Abschnitt 3.7 – 3.7 Epoxidharze in der Holzwirtschaft

In der Holzwirtschaft werden Epoxidharze im Modell- und Formenbau, bei der Pinselherstellung und bei der Herstellung von Sportgeräten, wie Skier und Snowboards, eingesetzt.

In Modell- und Formenbaubetrieben werden sowohl Modelle und Formen als auch in einigen Betrieben, z.B. Kfz-Zulieferer, Kleinserien gefertigt. Zum Einsatz gelangen - neben Polyurethan- und Polyestersystemen - kalt härtende Epoxidharze. Die Verarbeitung erfolgt nahezu ausschließlich im Handlaminier- oder Gießverfahren.

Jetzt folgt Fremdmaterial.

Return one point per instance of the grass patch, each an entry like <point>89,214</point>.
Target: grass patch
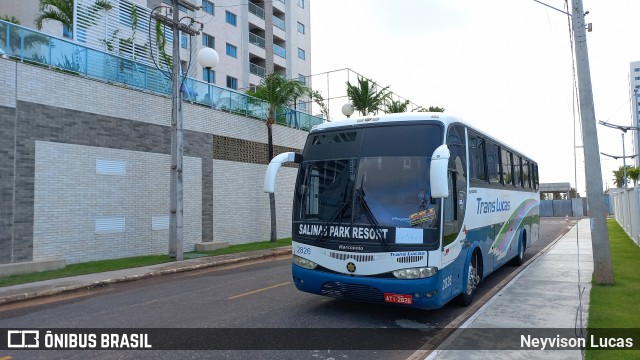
<point>615,306</point>
<point>132,262</point>
<point>262,245</point>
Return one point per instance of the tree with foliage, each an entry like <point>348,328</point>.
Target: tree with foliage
<point>393,106</point>
<point>318,99</point>
<point>633,173</point>
<point>430,109</point>
<point>365,98</point>
<point>11,19</point>
<point>62,11</point>
<point>277,92</point>
<point>56,10</point>
<point>618,176</point>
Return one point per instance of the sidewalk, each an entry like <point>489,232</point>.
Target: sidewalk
<point>38,289</point>
<point>543,296</point>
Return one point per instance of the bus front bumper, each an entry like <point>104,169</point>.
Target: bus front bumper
<point>423,293</point>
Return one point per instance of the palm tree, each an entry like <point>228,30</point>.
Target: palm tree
<point>430,109</point>
<point>57,10</point>
<point>62,11</point>
<point>634,174</point>
<point>393,107</point>
<point>277,92</point>
<point>364,96</point>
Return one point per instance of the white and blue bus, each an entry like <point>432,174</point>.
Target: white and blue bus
<point>408,209</point>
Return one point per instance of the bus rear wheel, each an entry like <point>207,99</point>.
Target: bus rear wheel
<point>473,279</point>
<point>519,259</point>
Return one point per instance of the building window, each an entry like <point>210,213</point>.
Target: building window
<point>208,40</point>
<point>184,67</point>
<point>208,7</point>
<point>209,75</point>
<point>183,41</point>
<point>231,18</point>
<point>67,32</point>
<point>232,51</point>
<point>232,83</point>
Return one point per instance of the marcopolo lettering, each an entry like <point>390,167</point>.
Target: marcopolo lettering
<point>488,207</point>
<point>343,232</point>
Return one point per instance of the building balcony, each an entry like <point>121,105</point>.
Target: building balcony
<point>256,10</point>
<point>257,40</point>
<point>279,23</point>
<point>280,51</point>
<point>257,70</point>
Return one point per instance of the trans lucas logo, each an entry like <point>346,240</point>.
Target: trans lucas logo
<point>488,207</point>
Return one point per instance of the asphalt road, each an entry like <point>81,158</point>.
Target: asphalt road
<point>258,295</point>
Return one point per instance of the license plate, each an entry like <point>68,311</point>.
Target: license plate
<point>398,298</point>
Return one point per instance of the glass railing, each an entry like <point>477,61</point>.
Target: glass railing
<point>256,40</point>
<point>279,23</point>
<point>57,54</point>
<point>256,10</point>
<point>280,51</point>
<point>257,70</point>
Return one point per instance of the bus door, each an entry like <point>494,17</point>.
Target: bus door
<point>454,205</point>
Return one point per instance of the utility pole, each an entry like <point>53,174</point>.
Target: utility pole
<point>176,204</point>
<point>603,269</point>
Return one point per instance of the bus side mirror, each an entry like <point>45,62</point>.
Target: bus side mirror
<point>274,166</point>
<point>438,174</point>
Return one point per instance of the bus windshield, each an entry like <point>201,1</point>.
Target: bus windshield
<point>382,186</point>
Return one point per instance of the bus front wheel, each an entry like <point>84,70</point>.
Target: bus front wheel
<point>473,279</point>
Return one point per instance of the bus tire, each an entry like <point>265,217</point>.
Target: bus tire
<point>522,246</point>
<point>473,279</point>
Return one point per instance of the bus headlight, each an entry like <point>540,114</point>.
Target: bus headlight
<point>415,273</point>
<point>302,262</point>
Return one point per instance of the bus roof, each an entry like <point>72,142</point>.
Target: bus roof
<point>445,119</point>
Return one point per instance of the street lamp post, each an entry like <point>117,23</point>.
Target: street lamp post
<point>208,58</point>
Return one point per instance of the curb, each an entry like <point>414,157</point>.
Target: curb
<point>213,261</point>
<point>449,330</point>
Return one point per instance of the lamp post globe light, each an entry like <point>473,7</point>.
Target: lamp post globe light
<point>347,110</point>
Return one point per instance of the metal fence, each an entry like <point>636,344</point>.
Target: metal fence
<point>626,203</point>
<point>39,49</point>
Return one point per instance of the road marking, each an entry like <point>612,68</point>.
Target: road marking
<point>257,291</point>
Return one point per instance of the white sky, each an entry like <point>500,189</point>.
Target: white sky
<point>502,65</point>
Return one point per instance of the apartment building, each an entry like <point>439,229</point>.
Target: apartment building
<point>252,37</point>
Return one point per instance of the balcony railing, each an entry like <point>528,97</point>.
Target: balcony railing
<point>46,51</point>
<point>257,70</point>
<point>279,23</point>
<point>256,10</point>
<point>256,40</point>
<point>280,51</point>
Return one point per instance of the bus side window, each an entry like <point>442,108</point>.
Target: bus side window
<point>517,170</point>
<point>477,165</point>
<point>507,167</point>
<point>493,163</point>
<point>525,175</point>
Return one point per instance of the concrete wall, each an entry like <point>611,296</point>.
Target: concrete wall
<point>561,208</point>
<point>627,210</point>
<point>54,126</point>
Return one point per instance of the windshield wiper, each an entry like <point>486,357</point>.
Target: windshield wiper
<point>371,219</point>
<point>337,215</point>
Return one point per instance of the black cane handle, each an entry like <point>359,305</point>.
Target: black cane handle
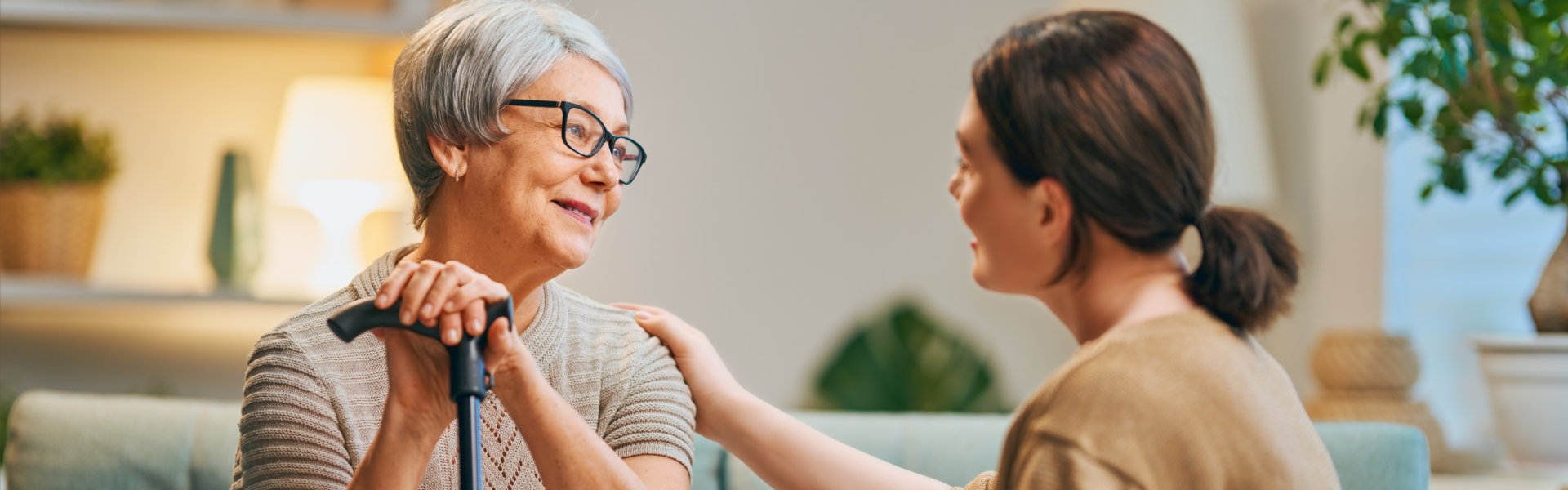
<point>363,316</point>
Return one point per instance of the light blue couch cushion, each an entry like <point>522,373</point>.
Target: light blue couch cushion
<point>69,442</point>
<point>61,440</point>
<point>956,448</point>
<point>1374,456</point>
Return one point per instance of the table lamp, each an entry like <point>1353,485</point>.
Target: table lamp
<point>336,159</point>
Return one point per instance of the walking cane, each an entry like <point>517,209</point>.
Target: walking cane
<point>470,379</point>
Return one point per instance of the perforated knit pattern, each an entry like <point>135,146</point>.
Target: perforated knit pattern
<point>313,404</point>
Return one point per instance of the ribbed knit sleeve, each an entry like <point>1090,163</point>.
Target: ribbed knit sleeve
<point>289,432</point>
<point>657,413</point>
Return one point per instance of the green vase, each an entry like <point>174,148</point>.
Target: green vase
<point>234,248</point>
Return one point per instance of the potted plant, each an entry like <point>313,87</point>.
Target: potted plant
<point>1489,82</point>
<point>52,180</point>
<point>903,360</point>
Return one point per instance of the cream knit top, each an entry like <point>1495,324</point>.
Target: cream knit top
<point>313,404</point>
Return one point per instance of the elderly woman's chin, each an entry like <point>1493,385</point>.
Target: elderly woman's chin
<point>568,248</point>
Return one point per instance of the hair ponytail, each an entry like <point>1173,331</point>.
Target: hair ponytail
<point>1249,269</point>
<point>1112,107</point>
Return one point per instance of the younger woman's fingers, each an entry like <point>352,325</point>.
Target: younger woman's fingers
<point>441,289</point>
<point>392,287</point>
<point>645,308</point>
<point>474,291</point>
<point>416,291</point>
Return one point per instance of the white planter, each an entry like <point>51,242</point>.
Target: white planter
<point>1528,377</point>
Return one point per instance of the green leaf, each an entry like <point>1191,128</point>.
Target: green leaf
<point>1321,69</point>
<point>1413,110</point>
<point>1352,60</point>
<point>1380,122</point>
<point>905,360</point>
<point>1515,195</point>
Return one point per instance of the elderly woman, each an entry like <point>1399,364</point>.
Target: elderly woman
<point>510,124</point>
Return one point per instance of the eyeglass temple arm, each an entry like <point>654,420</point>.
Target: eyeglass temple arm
<point>526,102</point>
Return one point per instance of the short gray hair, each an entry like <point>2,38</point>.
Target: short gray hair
<point>457,73</point>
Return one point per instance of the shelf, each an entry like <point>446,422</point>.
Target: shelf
<point>157,324</point>
<point>403,18</point>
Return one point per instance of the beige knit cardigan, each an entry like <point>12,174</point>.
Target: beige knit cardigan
<point>313,404</point>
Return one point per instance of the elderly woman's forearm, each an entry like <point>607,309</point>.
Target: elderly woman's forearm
<point>397,457</point>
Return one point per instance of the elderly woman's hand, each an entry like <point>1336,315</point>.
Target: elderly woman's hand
<point>449,297</point>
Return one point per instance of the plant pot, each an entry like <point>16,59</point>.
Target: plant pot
<point>49,229</point>
<point>1528,377</point>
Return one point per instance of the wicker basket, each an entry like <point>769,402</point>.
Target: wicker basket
<point>1365,360</point>
<point>49,229</point>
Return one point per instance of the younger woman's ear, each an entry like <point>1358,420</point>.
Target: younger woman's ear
<point>452,158</point>
<point>1051,198</point>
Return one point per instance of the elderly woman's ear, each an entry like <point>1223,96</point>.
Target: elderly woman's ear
<point>451,158</point>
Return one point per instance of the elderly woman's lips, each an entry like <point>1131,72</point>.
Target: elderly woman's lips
<point>574,214</point>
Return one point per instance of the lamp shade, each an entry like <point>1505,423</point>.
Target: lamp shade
<point>336,159</point>
<point>337,129</point>
<point>1214,35</point>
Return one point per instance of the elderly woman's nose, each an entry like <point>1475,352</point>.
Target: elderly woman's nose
<point>603,170</point>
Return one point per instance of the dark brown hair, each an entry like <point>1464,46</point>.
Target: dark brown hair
<point>1112,107</point>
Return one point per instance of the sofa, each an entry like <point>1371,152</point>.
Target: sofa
<point>69,440</point>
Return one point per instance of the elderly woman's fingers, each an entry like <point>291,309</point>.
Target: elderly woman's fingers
<point>392,287</point>
<point>416,291</point>
<point>474,318</point>
<point>479,289</point>
<point>452,277</point>
<point>451,328</point>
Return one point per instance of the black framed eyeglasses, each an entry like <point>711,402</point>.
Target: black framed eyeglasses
<point>586,134</point>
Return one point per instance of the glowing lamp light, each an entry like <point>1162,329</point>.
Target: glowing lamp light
<point>336,159</point>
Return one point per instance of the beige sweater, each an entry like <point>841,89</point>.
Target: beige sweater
<point>313,404</point>
<point>1176,403</point>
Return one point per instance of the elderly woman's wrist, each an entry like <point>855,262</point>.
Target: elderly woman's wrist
<point>513,385</point>
<point>722,412</point>
<point>414,430</point>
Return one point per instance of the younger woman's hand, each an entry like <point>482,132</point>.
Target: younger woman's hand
<point>712,387</point>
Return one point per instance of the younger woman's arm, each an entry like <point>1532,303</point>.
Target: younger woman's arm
<point>782,449</point>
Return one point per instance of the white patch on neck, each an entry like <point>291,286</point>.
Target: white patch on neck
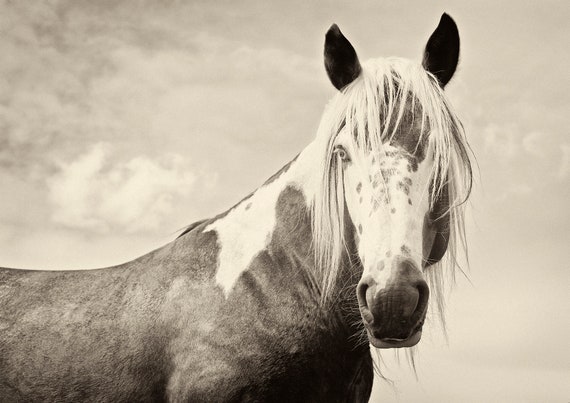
<point>248,228</point>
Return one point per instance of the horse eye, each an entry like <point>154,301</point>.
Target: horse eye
<point>341,153</point>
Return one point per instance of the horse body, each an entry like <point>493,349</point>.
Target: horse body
<point>162,327</point>
<point>278,298</point>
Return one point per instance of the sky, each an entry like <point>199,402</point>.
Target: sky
<point>122,122</point>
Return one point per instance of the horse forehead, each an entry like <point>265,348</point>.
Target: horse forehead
<point>411,136</point>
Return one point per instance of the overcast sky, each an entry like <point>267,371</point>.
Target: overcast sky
<point>121,122</point>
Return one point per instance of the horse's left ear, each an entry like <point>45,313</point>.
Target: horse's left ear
<point>442,50</point>
<point>341,62</point>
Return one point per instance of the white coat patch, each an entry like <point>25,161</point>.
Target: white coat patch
<point>248,228</point>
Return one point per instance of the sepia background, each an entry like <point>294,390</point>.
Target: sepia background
<point>122,122</point>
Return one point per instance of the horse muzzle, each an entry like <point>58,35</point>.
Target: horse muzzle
<point>394,314</point>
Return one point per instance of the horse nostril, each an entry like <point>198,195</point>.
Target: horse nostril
<point>362,290</point>
<point>361,294</point>
<point>423,296</point>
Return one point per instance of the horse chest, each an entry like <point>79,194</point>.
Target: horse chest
<point>249,348</point>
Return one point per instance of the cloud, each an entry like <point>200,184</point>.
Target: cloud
<point>95,194</point>
<point>500,141</point>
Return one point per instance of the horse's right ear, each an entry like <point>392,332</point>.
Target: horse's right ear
<point>341,62</point>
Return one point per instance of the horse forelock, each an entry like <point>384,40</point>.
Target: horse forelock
<point>397,102</point>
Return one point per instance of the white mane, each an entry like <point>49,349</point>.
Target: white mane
<point>372,107</point>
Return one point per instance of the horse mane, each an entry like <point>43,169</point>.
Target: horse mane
<point>372,107</point>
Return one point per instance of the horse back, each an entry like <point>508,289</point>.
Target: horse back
<point>99,334</point>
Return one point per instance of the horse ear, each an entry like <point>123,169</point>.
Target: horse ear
<point>341,62</point>
<point>442,50</point>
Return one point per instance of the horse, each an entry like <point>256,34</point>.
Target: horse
<point>279,297</point>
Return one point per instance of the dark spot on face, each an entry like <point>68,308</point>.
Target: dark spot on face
<point>376,205</point>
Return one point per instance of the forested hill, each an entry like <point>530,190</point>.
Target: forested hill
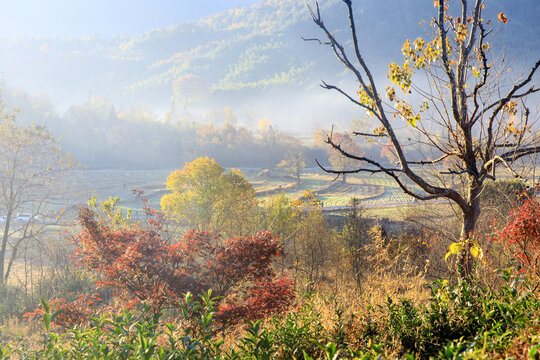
<point>244,50</point>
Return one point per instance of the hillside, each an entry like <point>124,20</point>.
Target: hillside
<point>245,51</point>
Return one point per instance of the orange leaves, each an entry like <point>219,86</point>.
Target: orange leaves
<point>139,266</point>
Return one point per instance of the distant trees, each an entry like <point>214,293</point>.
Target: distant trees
<point>33,185</point>
<point>471,115</point>
<point>205,197</point>
<point>342,164</point>
<point>293,164</point>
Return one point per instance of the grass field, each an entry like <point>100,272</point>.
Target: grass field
<point>376,190</point>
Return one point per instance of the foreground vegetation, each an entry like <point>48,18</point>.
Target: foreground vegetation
<point>463,320</point>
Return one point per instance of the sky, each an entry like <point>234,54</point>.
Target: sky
<point>104,17</point>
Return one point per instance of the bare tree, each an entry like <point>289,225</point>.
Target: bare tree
<point>471,119</point>
<point>32,186</point>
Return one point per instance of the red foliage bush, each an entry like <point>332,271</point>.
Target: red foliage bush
<point>140,266</point>
<point>521,237</point>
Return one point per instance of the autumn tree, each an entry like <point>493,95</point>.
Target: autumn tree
<point>206,197</point>
<point>33,186</point>
<point>473,117</point>
<point>293,164</point>
<point>137,264</point>
<point>340,163</point>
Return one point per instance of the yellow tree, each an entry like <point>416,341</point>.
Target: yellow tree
<point>206,197</point>
<point>472,117</point>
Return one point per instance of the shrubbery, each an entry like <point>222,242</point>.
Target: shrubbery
<point>462,320</point>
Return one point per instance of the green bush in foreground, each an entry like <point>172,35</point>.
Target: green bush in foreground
<point>460,321</point>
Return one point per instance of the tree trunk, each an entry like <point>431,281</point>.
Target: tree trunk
<point>470,218</point>
<point>4,245</point>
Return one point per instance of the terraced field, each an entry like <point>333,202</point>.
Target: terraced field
<point>374,190</point>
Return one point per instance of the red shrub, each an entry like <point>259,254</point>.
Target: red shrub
<point>141,267</point>
<point>521,237</point>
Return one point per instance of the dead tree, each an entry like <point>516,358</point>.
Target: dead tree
<point>471,121</point>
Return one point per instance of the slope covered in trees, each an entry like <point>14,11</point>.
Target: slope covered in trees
<point>241,50</point>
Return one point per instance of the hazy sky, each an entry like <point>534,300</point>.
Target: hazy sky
<point>105,17</point>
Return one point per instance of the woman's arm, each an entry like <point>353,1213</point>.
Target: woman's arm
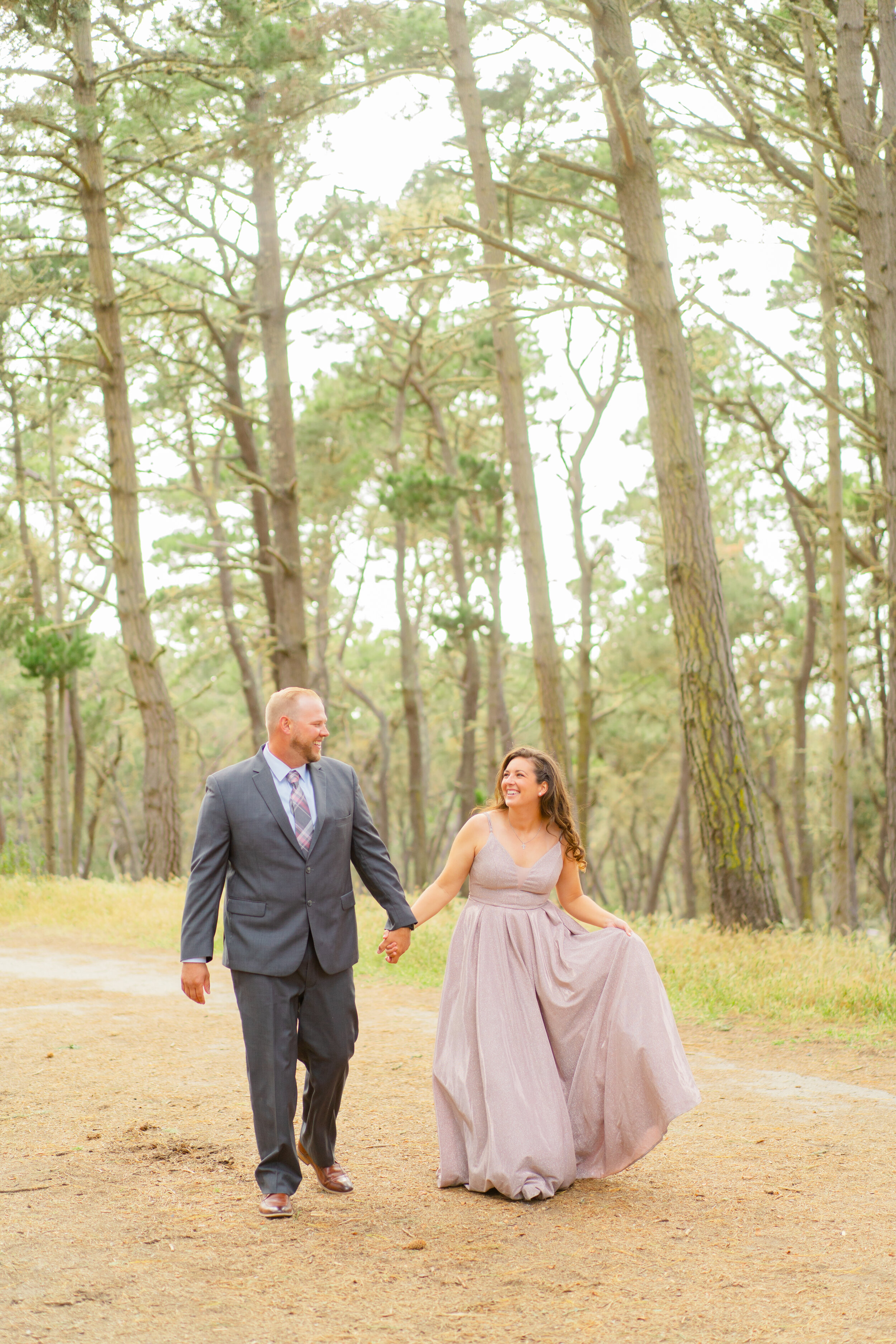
<point>468,843</point>
<point>578,905</point>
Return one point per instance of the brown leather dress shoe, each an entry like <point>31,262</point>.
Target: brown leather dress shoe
<point>276,1206</point>
<point>334,1179</point>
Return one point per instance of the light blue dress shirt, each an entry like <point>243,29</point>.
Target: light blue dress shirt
<point>284,788</point>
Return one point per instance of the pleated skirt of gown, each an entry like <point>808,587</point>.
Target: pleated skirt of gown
<point>557,1053</point>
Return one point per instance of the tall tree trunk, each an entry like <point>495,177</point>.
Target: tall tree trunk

Bei der Pinselherstellung kommen bei der Verklebung der Borsten oder Haare untereinander und mit der Zwinge zur Aufnahme des Pinselstiels ausschließlich kalt härtende Epoxidharze zum Einsatz. Die Verarbeitung erfolgt im Regelfall über Misch- und Dosiereinrichtungen. Ein direkter Kontakt mit den Harzen besteht in diesem Fall nur bei Reinigungsarbeiten (geringer Umfang).

Bei der Herstellung von Sportgeräten, wie Skier und Snowboards, werden ausschließlich kalt härtende Epoxidharzsysteme in einem modifizierten Handlaminierverfahren eingesetzt. Hierbei werden die Epoxidharze aus Vorratsbehältern mit angebrachten Rollen in Formen zusammen mit weiteren Materialien, z.B. Aluminiumeinlagen, Glasfaser- oder Kohlefasermatten, Holzeinbauteilen, Stahlkanten, eingebracht.